At this time of the year I begin to feel a little sadness. In the summer I love being outside and talking to people, whether they want to talk to me or not. Now summer is over, and we have cooler weather and colder nights. This means people can use the weather as an excuse not to stop and hold a conversation with me. Colder weather means more time spent indoors, especially in the evening and at night, and when I’m inside for too long I feel a certain level of isolation.

I know a lot of people and I have friends, but I still feel isolated at times. I care about my friends, but many of them are busy with their kids. They have a deep love for their kids that I have never experienced. A lot of my friends have parents whom they care deeply about and brothers and sisters they have bonded with.

Those who have lost their parents or a family member will often feel sadness from time to time because they miss them. My friends care about me, but their family will always come first. They will make big sacrifices and do anything they can just to see their loved ones smile.

I never got a chance to build a caring relationship with my parents. I was an only child so I didn’t have brothers or sisters to bond with. I was born with differences, and so it was hard for me to connect with my peers because we were not on the same level. All of this left me alone and isolated. When I made friends I started to care deeply about them because I was never allowed to deeply care about anyone else before.

Being around others and having intelligent conversations often takes my mind off my problems. It is not easy to live with the challenges of my autism spectrum disorder, and it is not always easy to live in an adult body while at times feeling like a kid. What is even harder is dealing with these things alone without a kind, caring and supportive loved one. The hardest part about my life is trying to heal my wounds from the years of abuse I dealt with, and dealing with it alone. Imagine going through life having no one to protect you, no one to defend you, no one to speak up for you and no one to comfort you. Imagine being trapped in your own little world and not having anyone take the time to enter your world just to make an attempt to try to see the world through your eyes.

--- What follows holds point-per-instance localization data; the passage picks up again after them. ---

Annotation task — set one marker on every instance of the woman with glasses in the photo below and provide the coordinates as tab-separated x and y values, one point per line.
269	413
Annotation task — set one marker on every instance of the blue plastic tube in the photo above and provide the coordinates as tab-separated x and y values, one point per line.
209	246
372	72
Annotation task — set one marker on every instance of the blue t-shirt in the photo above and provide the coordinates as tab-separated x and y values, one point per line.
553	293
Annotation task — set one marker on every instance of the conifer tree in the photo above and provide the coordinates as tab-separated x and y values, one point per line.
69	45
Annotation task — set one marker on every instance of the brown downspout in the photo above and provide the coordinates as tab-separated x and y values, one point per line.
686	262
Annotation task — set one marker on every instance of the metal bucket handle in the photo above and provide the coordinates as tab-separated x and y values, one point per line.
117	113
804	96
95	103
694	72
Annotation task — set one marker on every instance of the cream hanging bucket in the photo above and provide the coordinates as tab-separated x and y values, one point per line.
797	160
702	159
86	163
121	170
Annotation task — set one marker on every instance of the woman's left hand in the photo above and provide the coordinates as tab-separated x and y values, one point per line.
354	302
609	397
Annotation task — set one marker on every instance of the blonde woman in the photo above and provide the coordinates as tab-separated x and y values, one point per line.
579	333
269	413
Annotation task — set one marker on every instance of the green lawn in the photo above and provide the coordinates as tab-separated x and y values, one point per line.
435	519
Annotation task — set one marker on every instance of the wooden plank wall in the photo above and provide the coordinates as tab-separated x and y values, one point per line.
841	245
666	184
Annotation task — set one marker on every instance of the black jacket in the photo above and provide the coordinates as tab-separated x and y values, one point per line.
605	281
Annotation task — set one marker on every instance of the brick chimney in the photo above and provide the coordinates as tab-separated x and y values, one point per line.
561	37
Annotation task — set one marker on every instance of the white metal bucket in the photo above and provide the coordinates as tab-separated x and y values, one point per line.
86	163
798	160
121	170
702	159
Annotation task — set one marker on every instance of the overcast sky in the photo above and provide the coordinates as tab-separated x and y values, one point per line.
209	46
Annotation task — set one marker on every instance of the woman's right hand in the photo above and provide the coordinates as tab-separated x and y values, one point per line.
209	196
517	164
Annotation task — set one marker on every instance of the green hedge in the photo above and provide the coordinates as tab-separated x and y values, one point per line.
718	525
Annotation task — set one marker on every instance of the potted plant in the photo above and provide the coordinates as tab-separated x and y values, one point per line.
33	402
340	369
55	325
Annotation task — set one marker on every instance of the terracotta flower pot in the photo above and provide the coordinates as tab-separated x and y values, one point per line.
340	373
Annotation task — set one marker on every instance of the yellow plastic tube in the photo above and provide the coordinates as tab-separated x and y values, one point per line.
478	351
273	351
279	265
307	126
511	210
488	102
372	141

When you are on the autism spectrum, you may live in an intense world, you may have intense feelings and you may have an excellent memory. When you have an autism spectrum disorder you may be a visual and direct person. You may need to see, feel and hear. You may need direct instructions because everything that is common sense to everyone else is not always common sense to you.

There are times my feelings get the best of me — times I lose control of my actions and times my brain gets overloaded to the point it shuts down.

As I watch TV and hear people talk, certain things trigger memories from my past or stir up questions or thoughts. As much as I would like to forget my past I can’t. I can remember everything good and bad as clear as the day it happened, even if it was 30 years ago.

When I hear people brag about their kids sometimes, I can’t help but wonder how they developed such a strong love. When I hear people talk about how great their parents are, I can’t help but wonder why that person is so special that they gained the love of their parents. In the end it leaves me wondering why my life had to be the way it is.